- Yamaguchi in 2025

Governor of Saga Prefecture
- Incumbent
- Assumed office January 14, 2015
- Monarchs: Akihito Naruhito
- Preceded by: Yasushi Furukawa

Personal details
- Born: July 1, 1965 (age 61) Iruma, Saitama, Japan
- Party: Independent
- Alma mater: University of Tokyo Graduate School for Law and Politics

= Yoshinori Yamaguchi =

Japanese politician (born 1965)

Yoshinori Yamaguchi (山口 祥義, Yamaguchi Yoshinori) is a Japanese politician and the current governor of Saga Prefecture located in the Kyushu region of Japan.

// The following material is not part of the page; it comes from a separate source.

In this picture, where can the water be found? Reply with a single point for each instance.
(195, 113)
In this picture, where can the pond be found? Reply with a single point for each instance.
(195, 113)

==Early life and education==
Yamaguchi was born on July 1, 1965, at the Iruma Air Base in Iruma, Saitama Prefecture. He is the youngest of the nine siblings. His father served in the Japan Air Self-Defense Force. He attended and graduated from LaSalle High School, where he served as a student council vice president. He attended and graduated the University of Tokyo Faculty of Law in March 1989.

==Political career==
In April 1989, he joined the Ministry of Home Affairs (now part of the Ministry of Internal Affairs and Communications). He later became the Director of the Depopulation Countermeasures Office of the Ministry of Internal Affairs and Communications and served as Director of the General Affairs Department of Nagasaki Prefecture.

===Governor of Saga Prefecture===
After then-governor of Saga Yasushi Furukawa resigned in November 2014 to run in the House of Representatives, an election was scheduled to be held in January 2015. In December, Yamaguchi decided to run in the gubernatorial election after being persuaded by several mayors and industry associations in the Prefecture. His campaign was focused on agricultural reforms. He won the 2015 gubernatorial election against the Liberal Democratic Party (LDP) candidate and former Takeo City Mayor Keisuke Hiwatari, winning by 40,000 votes which was viewed as "unexpected".

In 2016, Yamaguchi, alongside Governor Shunji Kōno of Miyazaki Prefecture, and Governor Tsugumasa Muraoka of Yamaguchi Prefecture, worked with the Kyushu Yamaguchi Work Life Promotion Campaign to encourage men to help out their wives at home. The three governors wore a 7.3 kg pregnancy simulation vest to show how difficult it is for a woman to do housework in her third trimester of pregnancy.

He ran for reelection in the 2018 gubernatorial election. He was reelected by a landslide, garnering 84.7% of the votes against his opponent, Masato Imada of the Communist Party of Saga Prefecture.

On August 12, 2019, the special Natsu no Saga, a documentary on the Zombie Land Saga anime (which takes place in the prefecture), featured Yamaguchi cosplaying as major character Kotaro Tatsumi.

He ran for another reelection in 2022 the gubernatorial election. He was again reelected by a large margin, garnering 195,907 votes against his opponent, Yasutoshi Uemura of the Communist Party of Saga.